Autogenous welding is a form of welding in which the filler material is either supplied by melting the base material or is of identical composition. The weld may be formed entirely by melting parts of the base metal, and no additional filler rod is used.

There is some variation in the use of this term. Those bodies concerned with teaching the craft skill of welding tend to define it as using no filler rod, i.e. the technique is based purely on the base metal. Those concerned with the welded joint's metallurgy may make no distinction between a filler rod and the base metal, provided that the final metallurgy is identical.

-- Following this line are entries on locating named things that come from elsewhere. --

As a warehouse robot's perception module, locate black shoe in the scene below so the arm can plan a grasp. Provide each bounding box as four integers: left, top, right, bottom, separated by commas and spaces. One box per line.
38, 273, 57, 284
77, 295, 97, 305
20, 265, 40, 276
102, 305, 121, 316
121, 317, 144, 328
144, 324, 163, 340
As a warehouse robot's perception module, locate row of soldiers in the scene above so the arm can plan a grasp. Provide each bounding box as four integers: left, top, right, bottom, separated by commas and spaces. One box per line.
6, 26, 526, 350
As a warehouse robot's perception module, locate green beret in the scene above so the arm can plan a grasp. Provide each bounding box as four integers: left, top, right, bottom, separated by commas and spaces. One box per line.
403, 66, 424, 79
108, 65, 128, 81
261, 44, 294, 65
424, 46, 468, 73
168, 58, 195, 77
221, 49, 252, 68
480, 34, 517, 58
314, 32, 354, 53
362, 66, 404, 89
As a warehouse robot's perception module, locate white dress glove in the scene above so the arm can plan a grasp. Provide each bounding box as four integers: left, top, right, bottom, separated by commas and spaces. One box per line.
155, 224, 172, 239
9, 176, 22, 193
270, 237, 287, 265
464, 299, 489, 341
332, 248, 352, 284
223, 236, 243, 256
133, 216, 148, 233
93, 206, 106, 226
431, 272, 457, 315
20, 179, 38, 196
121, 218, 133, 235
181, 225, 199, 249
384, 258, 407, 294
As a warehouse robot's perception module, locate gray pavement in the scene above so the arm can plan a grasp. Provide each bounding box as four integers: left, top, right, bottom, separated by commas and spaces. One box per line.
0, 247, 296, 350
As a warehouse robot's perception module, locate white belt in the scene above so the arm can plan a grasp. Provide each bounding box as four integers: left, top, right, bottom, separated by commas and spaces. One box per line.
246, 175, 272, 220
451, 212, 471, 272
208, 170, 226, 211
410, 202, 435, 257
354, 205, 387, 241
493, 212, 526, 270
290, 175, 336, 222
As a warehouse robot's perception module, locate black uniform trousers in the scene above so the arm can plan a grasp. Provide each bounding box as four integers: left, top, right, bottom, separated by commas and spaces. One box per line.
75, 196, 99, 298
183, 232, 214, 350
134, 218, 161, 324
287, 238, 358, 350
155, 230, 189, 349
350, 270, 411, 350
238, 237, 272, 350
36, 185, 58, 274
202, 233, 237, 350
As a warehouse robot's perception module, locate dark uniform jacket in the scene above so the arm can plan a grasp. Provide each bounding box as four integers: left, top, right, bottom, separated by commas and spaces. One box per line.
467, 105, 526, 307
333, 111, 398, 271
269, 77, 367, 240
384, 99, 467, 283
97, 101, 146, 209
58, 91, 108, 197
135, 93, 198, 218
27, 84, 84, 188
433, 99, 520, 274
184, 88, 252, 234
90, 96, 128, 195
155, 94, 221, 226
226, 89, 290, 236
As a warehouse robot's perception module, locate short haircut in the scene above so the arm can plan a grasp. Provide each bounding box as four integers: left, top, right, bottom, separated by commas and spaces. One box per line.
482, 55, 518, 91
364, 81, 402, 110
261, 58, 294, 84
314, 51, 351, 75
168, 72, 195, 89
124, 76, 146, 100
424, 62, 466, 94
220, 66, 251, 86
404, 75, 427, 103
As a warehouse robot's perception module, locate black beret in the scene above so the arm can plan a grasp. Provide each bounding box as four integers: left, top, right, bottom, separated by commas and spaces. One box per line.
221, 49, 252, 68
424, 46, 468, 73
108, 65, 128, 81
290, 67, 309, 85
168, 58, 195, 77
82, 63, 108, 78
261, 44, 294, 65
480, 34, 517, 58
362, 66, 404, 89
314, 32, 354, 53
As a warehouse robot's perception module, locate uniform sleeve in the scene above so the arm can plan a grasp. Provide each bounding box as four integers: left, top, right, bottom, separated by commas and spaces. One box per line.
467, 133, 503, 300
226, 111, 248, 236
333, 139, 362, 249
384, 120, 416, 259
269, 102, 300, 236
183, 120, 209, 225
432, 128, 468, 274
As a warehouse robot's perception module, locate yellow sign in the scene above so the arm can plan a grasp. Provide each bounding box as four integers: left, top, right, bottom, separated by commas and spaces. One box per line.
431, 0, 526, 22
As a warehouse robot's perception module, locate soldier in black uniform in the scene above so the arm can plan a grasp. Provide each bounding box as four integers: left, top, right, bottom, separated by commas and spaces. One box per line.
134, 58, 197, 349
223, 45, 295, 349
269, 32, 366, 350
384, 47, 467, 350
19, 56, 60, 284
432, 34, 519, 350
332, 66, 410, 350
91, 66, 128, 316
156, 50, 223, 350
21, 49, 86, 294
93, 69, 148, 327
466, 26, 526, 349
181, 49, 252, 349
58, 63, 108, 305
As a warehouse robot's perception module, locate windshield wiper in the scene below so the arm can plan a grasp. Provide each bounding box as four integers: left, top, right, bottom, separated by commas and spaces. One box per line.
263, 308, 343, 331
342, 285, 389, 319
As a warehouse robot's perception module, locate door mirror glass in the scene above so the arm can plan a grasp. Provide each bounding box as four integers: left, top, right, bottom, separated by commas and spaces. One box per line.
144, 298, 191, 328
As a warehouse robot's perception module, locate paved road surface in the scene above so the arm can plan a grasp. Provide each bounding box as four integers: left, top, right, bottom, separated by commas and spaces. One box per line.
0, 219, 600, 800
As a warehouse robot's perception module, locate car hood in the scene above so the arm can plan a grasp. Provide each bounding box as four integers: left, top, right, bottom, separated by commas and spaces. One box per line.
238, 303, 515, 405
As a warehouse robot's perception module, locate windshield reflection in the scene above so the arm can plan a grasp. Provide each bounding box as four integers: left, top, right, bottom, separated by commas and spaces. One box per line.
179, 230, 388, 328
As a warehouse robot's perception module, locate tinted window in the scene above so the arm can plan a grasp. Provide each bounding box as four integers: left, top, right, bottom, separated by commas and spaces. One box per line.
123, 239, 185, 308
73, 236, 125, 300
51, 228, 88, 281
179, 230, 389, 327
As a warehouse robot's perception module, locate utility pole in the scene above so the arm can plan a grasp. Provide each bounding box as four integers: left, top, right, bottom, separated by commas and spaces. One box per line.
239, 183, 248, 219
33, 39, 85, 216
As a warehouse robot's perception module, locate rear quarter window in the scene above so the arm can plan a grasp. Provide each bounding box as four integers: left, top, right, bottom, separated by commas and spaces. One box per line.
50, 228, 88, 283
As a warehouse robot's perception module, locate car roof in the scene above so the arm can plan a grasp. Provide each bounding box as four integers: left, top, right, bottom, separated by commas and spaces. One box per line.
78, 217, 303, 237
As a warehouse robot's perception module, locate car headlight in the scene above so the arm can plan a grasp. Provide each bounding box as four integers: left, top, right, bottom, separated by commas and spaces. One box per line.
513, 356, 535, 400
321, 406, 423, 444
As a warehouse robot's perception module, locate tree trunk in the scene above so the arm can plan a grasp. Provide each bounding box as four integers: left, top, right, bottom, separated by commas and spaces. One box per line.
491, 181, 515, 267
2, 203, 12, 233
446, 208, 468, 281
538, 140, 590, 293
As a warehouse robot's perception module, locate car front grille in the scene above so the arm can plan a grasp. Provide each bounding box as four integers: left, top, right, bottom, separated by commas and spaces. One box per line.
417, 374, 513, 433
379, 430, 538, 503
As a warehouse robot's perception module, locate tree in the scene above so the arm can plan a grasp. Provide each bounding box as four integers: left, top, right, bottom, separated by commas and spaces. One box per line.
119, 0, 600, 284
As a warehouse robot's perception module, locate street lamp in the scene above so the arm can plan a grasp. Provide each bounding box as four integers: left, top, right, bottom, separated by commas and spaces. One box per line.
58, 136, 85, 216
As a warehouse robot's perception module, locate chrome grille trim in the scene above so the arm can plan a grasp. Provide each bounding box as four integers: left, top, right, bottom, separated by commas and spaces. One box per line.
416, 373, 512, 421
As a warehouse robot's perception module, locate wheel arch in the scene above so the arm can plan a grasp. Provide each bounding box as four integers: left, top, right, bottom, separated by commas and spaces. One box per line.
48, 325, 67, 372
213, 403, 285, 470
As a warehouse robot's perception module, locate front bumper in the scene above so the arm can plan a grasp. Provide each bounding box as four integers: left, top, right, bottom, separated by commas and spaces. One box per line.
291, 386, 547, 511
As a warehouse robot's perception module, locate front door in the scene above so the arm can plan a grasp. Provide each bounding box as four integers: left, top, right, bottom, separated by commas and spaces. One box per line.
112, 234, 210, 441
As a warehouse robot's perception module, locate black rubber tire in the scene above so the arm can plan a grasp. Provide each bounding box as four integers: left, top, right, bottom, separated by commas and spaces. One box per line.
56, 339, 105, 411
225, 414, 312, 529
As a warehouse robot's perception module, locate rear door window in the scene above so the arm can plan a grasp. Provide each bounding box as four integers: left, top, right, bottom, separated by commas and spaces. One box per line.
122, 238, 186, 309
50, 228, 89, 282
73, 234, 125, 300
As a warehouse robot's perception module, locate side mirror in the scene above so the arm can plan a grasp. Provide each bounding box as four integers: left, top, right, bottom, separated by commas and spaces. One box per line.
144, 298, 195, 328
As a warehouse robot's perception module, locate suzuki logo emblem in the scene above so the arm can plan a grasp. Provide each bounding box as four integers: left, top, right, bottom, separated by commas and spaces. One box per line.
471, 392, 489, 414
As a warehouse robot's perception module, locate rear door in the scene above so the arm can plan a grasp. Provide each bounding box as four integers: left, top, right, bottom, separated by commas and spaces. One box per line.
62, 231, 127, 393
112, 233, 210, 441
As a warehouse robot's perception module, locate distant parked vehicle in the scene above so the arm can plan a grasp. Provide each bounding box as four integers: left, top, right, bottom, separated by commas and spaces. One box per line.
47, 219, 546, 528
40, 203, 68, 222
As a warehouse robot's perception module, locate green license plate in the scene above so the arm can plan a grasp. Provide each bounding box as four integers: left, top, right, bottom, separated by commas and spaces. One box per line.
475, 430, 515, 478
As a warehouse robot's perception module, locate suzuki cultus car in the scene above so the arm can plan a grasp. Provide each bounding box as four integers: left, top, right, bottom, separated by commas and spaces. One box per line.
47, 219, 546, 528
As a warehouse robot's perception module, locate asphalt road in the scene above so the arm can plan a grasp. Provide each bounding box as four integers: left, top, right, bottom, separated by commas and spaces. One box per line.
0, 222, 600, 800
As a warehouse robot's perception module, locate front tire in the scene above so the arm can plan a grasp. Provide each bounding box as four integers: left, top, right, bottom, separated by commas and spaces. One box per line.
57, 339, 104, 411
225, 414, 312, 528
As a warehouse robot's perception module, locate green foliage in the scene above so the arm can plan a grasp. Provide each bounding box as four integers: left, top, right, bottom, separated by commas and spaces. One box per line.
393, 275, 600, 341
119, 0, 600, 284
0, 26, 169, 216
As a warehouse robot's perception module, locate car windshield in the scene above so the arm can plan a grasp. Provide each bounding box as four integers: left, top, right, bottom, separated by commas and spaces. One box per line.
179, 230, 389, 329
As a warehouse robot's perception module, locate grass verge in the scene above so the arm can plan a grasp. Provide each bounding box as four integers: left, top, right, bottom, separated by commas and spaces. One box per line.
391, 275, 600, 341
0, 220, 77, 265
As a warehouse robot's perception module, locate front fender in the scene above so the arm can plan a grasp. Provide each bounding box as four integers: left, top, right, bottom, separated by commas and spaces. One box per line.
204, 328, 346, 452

Most welding processes may be either autogenous or use additional filler. Some are characteristically autogenous and avoid filler. Some arc welding processes, including such major process such as manual metal arc (stick) welding and MAGS (wire-feed) welding, cannot be used autogenously, as they rely on the consumption of a filler rod to provide the arc.

Some processes are typically autogenous. These include some gas welding processes such as lead burning (although fillers may optionally be used) and oxy-acetylene welding in some positions, such as seam welding the edges of two overlapping sheets. Resistance welding, both spot welding and seam welding, is inherently autogenous, as there is no convenient way to apply a filler. Friction and laser welding have similar restrictions.

Some alloys are prone to changing their composition when heated, particularly a loss of zinc from brass by its evaporation as vapour. In these cases, an excess of 2–3% extra zinc may be provided in the filler rod to compensate. Silicon may also be used as an additive to reduce this loss.

A few materials, such as the HY-80 series of high-strength steels, require a non-autogenous process to control their metallurgy. However, advanced processes, such as hybrid laser arc welding, have been used to achieve the same effect autogenously.